For part 1 see: https://medium.com/cloudway/real-time-data-processing-with-kinesis-data-analytics-ad52ad338c6d
For part 2 see: https://medium.com/cloubis/serverless-data-transform-with-kinesis-e468abd33409

What is our goal?

This blog aims to explore the use of the AWS Glue service in conjunction with the AWS Athena service to repartition raw streaming data events.
We previously landed these events on an Amazon S3 bucket partitioned according to the processing time on Kinesis.
However, we would like to have these events partitioned according to event timestamps to allow for meaningful batch analysis.

First, a short introduction to AWS Glue

AWS Glue (which was introduced in august 2017) is a serverless Extract, Transform and Load (ETL) cloud-optimized service. This service can be used to automate ETL processes that organize, locate, move and transform data sets stored within a variety of data sources, allowing users to efficiently prepare these datasets for data analysis. These data sources can, e.g., be data lakes in Amazon Simple Storage Service (S3), data warehouses in Amazon Redshift or other databases that are part of the Amazon Relational Database Service. Other types of databases such as MySQL, Oracle, Microsoft SQL Server and PostgreSQL are also supported in AWS GLue.

Since AWS Glue is a serverless service, users are not required to provision, configure and spin-up servers, and they do not need to spend time managing servers.

At the heart of AWS Glue is the Catalogue, a centralized metadata repository for all data assets. All relevant information about data assets (such as table definitions, data locations, file types, schema information) is stored in this repository.

In order to get this information into the Catalogue, AWS Glue uses crawlers. These crawlers can scan data stores and automatically infer the schema of any structured and semi-structured data that might be contained within the data stores and also:

  • discover file types
  • extract the schema
  • automatically discover datasets
  • store all this information in the Data Catalogue

When data has been catalogued, it can then be accessed and ETL jobs can be performed on it. AWS Glue provides the capability to automatically generate ETL scripts, which can be used as a starting point, meaning users do not have to start from scratch when developing ETL processes. In this blog however, we will be focussing on the use of an alternative to the AWS Glue ETL jobs. We will be making use of SQL queries implemented in AWS Athena to perform the ETL process.
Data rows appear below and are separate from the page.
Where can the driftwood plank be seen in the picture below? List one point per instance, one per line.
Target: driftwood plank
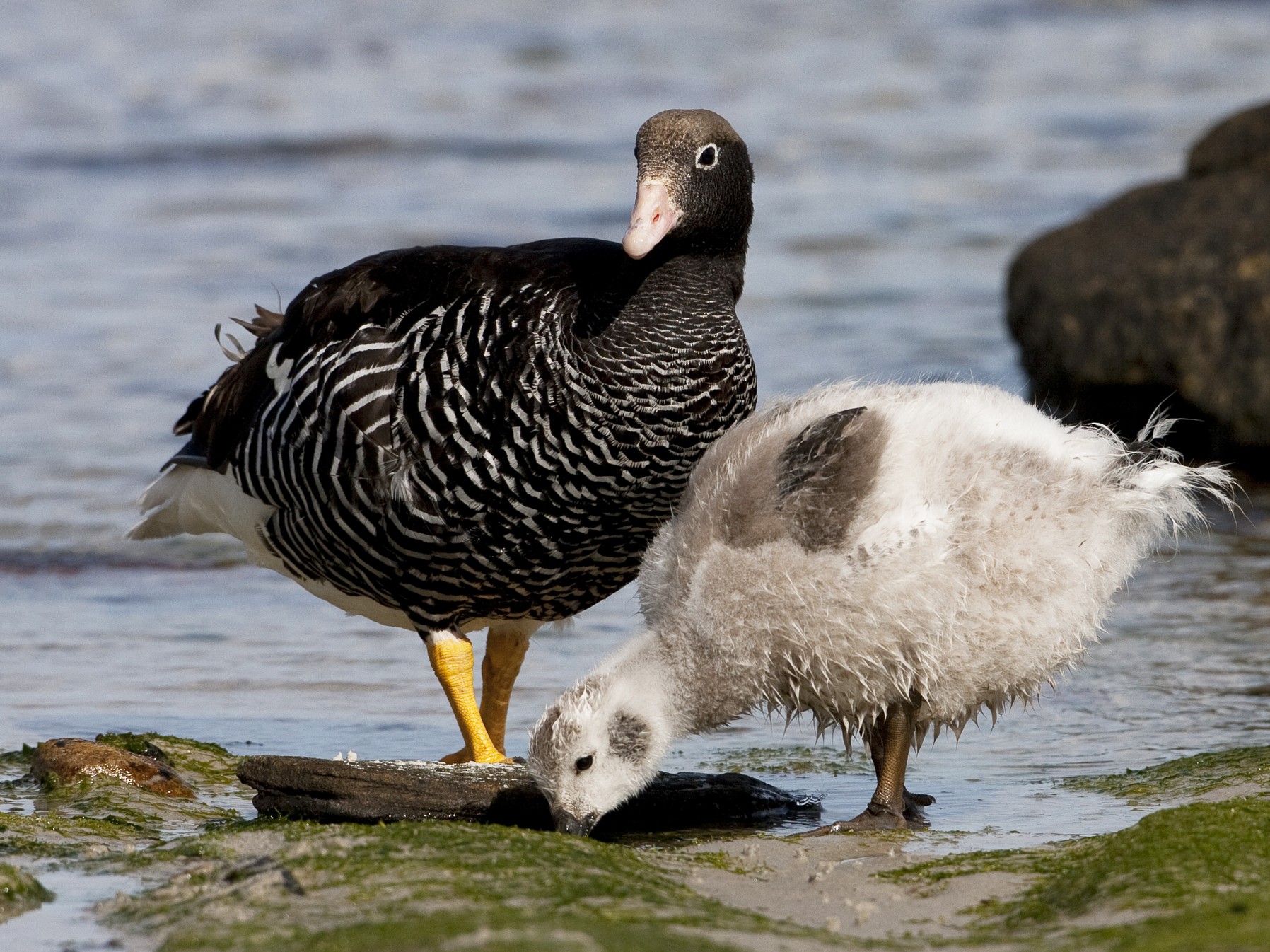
(336, 791)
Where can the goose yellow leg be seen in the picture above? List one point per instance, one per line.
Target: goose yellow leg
(451, 658)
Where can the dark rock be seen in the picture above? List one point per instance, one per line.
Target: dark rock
(66, 759)
(334, 791)
(1163, 295)
(1240, 141)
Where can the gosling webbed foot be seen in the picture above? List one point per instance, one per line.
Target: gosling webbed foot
(877, 816)
(914, 803)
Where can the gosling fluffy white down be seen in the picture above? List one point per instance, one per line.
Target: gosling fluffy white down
(887, 558)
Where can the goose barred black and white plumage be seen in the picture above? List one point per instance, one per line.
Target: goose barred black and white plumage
(465, 435)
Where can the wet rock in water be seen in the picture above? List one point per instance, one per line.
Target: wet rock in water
(65, 759)
(336, 791)
(1163, 295)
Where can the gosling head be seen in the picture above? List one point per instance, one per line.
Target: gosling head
(596, 746)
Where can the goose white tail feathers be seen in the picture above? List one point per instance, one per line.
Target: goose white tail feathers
(194, 500)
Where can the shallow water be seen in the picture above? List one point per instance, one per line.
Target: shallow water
(165, 167)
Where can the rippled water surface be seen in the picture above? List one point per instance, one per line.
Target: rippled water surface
(167, 166)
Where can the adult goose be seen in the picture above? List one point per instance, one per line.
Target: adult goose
(446, 439)
(887, 558)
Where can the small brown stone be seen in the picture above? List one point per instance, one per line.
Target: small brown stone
(68, 757)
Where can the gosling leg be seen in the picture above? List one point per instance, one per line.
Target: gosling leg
(887, 808)
(914, 802)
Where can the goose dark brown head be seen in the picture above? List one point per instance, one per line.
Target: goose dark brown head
(695, 181)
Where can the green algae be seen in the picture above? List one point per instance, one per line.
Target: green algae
(62, 837)
(789, 760)
(384, 888)
(19, 891)
(1187, 778)
(95, 816)
(1198, 862)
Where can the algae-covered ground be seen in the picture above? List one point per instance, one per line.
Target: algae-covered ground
(1193, 875)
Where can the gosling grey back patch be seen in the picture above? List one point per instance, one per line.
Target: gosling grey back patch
(825, 473)
(628, 738)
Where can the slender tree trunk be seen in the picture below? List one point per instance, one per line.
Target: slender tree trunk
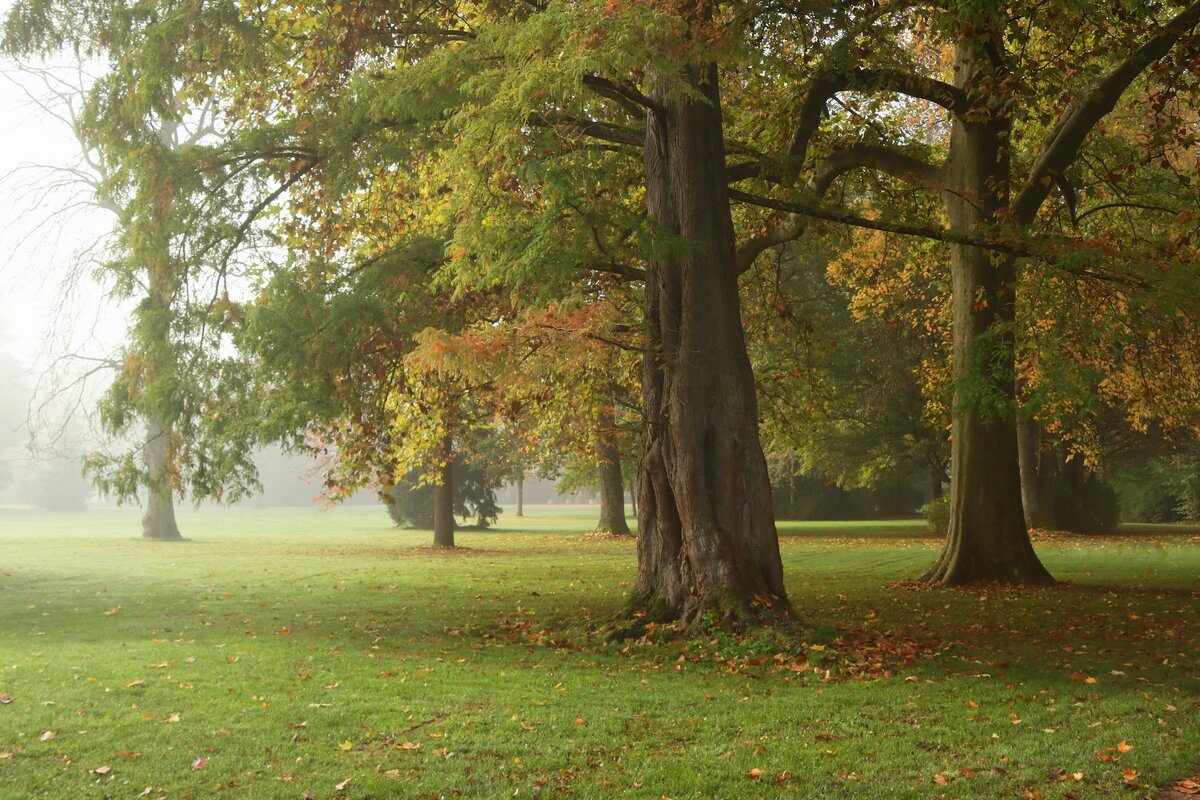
(988, 539)
(443, 504)
(1038, 511)
(707, 535)
(159, 521)
(612, 487)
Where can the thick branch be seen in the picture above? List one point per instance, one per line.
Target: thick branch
(1090, 106)
(1045, 250)
(845, 217)
(885, 160)
(594, 128)
(629, 97)
(621, 270)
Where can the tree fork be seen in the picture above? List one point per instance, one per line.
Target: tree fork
(707, 533)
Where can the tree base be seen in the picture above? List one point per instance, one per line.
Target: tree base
(953, 570)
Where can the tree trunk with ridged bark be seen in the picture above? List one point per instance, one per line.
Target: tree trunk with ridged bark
(443, 504)
(707, 536)
(988, 539)
(612, 486)
(159, 521)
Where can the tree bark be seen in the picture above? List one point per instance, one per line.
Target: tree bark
(443, 504)
(612, 486)
(988, 539)
(1035, 480)
(159, 521)
(707, 535)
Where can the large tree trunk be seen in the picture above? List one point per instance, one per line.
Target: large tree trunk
(612, 486)
(707, 536)
(443, 505)
(159, 521)
(988, 539)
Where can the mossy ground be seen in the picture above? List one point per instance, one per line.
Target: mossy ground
(289, 654)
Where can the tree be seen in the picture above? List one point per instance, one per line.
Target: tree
(139, 126)
(988, 539)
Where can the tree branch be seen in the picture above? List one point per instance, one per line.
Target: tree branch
(1089, 107)
(886, 160)
(629, 97)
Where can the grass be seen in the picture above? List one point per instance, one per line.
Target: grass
(285, 654)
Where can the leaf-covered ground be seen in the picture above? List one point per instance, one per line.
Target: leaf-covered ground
(286, 654)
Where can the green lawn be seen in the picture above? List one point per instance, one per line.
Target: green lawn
(285, 654)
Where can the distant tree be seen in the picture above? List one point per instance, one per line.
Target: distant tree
(412, 503)
(142, 125)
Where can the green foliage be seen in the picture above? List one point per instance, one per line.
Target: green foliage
(1093, 509)
(409, 501)
(1158, 488)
For the implementation and orchestration of more complex ETL processes, AWS Glue provides users with option of using workflows. These can be used to coordinate more complex ETL activities involving multiple crawlers, jobs and triggers. We will however be using an alternative to the these AWS Glue workflows, namely a state machine with step functions to coordinate our ETL process.

To reiterate, AWS Glue has 3 main components:

  • The Data Catalogue, a centralized metadata repository, where all metadata information concerning your data is stored. This includes information about tables (which define the metadata representations or schemas of the stored datasets), schemas and partitions. The metadata properties are inferred within data sources by crawlers, which also provide connections with them.
  • The Apache Spark ETL engine. Once metadata is available in the data catalogue and source and target data stores can be selected from the catalogue, the Apache Spark ETL engine allows for the creation of ETL jobs that can be used to process the data.
  • The Scheduler. Users can set-up a schedule for their AWS ETL jobs. This schedule can be linked to a specific trigger (e.g. the completion of another ETL job), a particular time of day or a job can be set-up to run on-demand.

State machine

As mentioned above, our goals are the creation of an ELT pipeline which will repartition the data we already landed in an S3 data lake. This repartitioning will make sure the data is partitioned based on a timestamp within the event. This fits our analysis purposes as opposed to partitioning based on the timestamp at which the record arrived on kinesis firehose.

In order to achieve this we build an ETL job to extract the existing data from S3, transform it by creating new columns based on the event timestamp from within the data and land it in new partitions.

Specifically, the ETL jobs achieved the following:

  • First, we needed to figure out what the current data looked like. In other words, we needed to register a schema for our source data (i.e. the data partitioned according to Kinesis Firehose timestamps, which we landed on S3) in the Glue Catalogue.
  • To determine this schema, we needed to run a crawler, exploring the existing data and determining this data format. Running the crawler created a schema for the source data and registered that schema with the Glue catalogue.
  • Next, we needed to run an ETL process in order to transform the data into new partitions. As already mentioned in this blog, we will focus on the use of Athena to achieve the repartitioning. Read our next blog to see how it is done with AWS Glue.
  • After the data was repartitioned, we, of course, wanted to be able to query the data for analysis purposes. To achieve this, we needed to run a crawler again to establish what the repartitioned data looked like. The crawler then registered the new schema in the Glue Catalogue.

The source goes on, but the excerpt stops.